I was just wondering how severe this bite was. In my breeding group I notice quite a bit of biting (the male biting the females). The females are tough though and there has not yet been any bloodshed. Males bite females for breeding purposes. What is the size difference between your torts? In my group the male is the smallest at about 5", with the females being about 7" and 9".

Personally, I almost always see a better feeding response when the tortoises are not kept in groups. I attribute that to the fact that whenever they are together the male is busy trying to mate the females and this causes some stress on the females, so neither sex tends to eat as much, except for after the females lay their eggs (then all hell breaks loose). That's why I'm raising the russian that I hatched last year all by herself. With not other torts to bug her, she eats a ton (I literally feed her a dinner plate of food every morning, and it's gone by nightfall), and she grows at a high rate (at a year old she is nearing 5".
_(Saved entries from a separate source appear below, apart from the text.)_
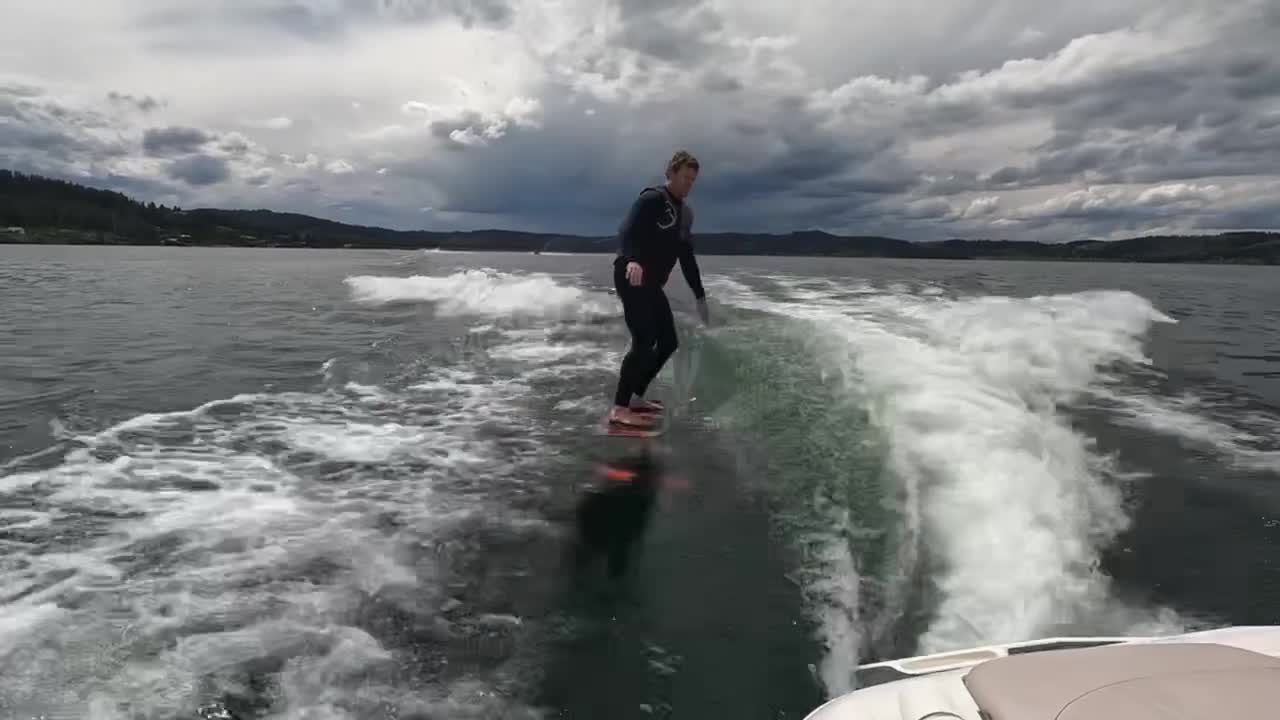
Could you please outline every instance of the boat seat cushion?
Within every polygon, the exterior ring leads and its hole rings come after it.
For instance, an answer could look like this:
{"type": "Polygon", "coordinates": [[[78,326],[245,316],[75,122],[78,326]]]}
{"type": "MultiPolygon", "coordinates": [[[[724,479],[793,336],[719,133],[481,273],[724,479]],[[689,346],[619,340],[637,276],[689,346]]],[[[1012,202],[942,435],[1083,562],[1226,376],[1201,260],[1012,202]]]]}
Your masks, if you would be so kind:
{"type": "Polygon", "coordinates": [[[964,683],[989,720],[1224,720],[1280,708],[1280,658],[1216,643],[1011,655],[964,683]]]}

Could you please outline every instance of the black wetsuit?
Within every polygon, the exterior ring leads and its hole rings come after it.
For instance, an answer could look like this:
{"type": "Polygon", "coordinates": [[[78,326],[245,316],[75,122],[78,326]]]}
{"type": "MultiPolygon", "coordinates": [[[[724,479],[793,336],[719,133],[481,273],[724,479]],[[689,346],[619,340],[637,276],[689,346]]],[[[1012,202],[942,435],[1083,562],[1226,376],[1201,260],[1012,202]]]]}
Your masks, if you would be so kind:
{"type": "Polygon", "coordinates": [[[699,300],[706,297],[693,255],[692,225],[693,211],[688,205],[666,188],[645,188],[618,230],[613,284],[622,299],[631,348],[618,374],[616,405],[629,405],[633,394],[643,396],[679,346],[671,305],[662,290],[677,261],[693,296],[699,300]],[[643,270],[639,287],[627,279],[629,262],[639,263],[643,270]]]}

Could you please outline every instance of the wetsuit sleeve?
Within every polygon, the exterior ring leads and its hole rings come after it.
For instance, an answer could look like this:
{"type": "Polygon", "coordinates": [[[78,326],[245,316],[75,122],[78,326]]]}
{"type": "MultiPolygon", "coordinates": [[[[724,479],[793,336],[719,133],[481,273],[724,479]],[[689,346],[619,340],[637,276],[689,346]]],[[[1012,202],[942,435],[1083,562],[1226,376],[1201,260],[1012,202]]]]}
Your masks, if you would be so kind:
{"type": "Polygon", "coordinates": [[[698,270],[698,258],[693,254],[693,208],[685,206],[685,217],[680,228],[680,272],[689,283],[693,296],[699,300],[707,296],[702,288],[702,272],[698,270]]]}
{"type": "Polygon", "coordinates": [[[702,288],[702,273],[698,270],[698,258],[694,257],[693,244],[688,240],[680,243],[680,272],[684,273],[684,280],[689,283],[689,289],[693,291],[695,298],[701,300],[707,296],[706,290],[702,288]]]}
{"type": "Polygon", "coordinates": [[[618,254],[627,260],[635,260],[640,254],[640,245],[644,242],[645,228],[653,227],[657,221],[658,206],[661,198],[652,190],[640,193],[636,201],[631,203],[631,210],[618,228],[618,254]]]}

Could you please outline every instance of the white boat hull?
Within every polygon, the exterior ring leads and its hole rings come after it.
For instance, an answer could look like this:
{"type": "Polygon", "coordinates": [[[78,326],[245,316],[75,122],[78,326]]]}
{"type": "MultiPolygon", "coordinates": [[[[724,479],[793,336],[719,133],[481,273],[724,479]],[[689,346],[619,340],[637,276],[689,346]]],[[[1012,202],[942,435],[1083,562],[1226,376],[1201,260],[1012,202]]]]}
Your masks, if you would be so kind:
{"type": "MultiPolygon", "coordinates": [[[[980,712],[978,701],[965,682],[966,675],[975,667],[1000,658],[1061,653],[1087,647],[1096,648],[1090,657],[1105,658],[1106,648],[1111,646],[1169,643],[1208,643],[1257,653],[1276,660],[1275,677],[1280,680],[1280,626],[1228,627],[1158,637],[1048,638],[859,666],[858,678],[876,684],[830,700],[807,715],[805,720],[1006,720],[980,712]]],[[[1269,672],[1270,668],[1263,670],[1269,672]]],[[[1275,698],[1269,695],[1266,700],[1280,699],[1280,683],[1275,693],[1275,698]]],[[[1273,711],[1275,707],[1280,705],[1273,705],[1273,711]]],[[[1008,720],[1024,718],[1011,717],[1008,720]]]]}

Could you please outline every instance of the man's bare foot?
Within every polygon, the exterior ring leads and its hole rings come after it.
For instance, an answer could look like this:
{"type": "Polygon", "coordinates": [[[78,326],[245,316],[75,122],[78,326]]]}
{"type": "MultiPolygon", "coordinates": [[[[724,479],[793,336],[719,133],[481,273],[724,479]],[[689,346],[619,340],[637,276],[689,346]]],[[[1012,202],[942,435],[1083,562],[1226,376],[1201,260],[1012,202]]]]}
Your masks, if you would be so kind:
{"type": "Polygon", "coordinates": [[[644,413],[636,412],[631,408],[618,407],[617,405],[613,406],[613,409],[609,411],[609,422],[645,429],[653,427],[653,418],[646,416],[644,413]]]}

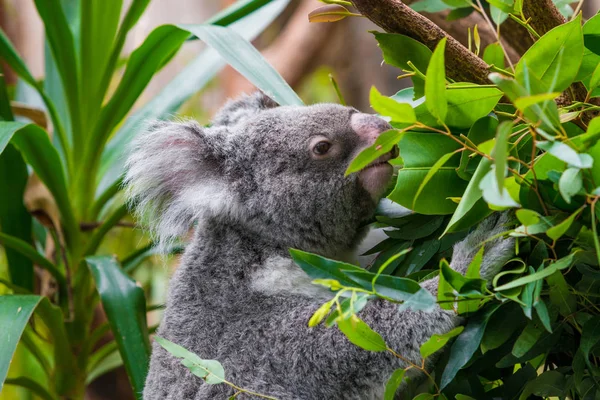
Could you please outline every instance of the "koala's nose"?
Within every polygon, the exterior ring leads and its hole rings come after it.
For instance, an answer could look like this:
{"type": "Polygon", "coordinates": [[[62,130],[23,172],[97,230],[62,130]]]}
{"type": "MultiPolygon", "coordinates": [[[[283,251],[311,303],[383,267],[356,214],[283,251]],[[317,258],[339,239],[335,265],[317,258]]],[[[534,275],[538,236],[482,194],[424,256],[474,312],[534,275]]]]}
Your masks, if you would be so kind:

I think that overall the torts would do better by themselves, but I wouldn't be able to breed them that way. With the torts together they breed every day and lay eggs every couple months (summer and winter, all year round). I doubt that would happen if I kept them separately most of the time. Now I've just got to get better at finding the eggs quicker (lost over a dozen this year because I didn't know they had laid...I do have four in the incubator though).

Nicodemus Feb 10, 2008 08:18 AM

Sorry for the delayed reply...

The bite was REALLY bad. Degloved her neck in fact. The skin was just a big old flap, but no muscle damage thank goodness.

Needless to say I flipped out and ended up bringing her to the emergency room at Tufts University up here in Massachusetts. I'm glad my wife was around, I kinda lost my head and wasn't sure what to do.
Tufts didn't even sew her up. They just cleaned the area and gave me a few meds to adminsiter. Baytril, an anti-inflammatory, and an anti-fungal anti bacterial ointment for the outside.

Believe it or not she's doing great now. There is new skin over the muscle (completely covered now), its a tender thin skin of course, and the old flaps have pretty much sloughed away.
Didn't have any inections or complications or anything. I guess my daily attentions were perfect.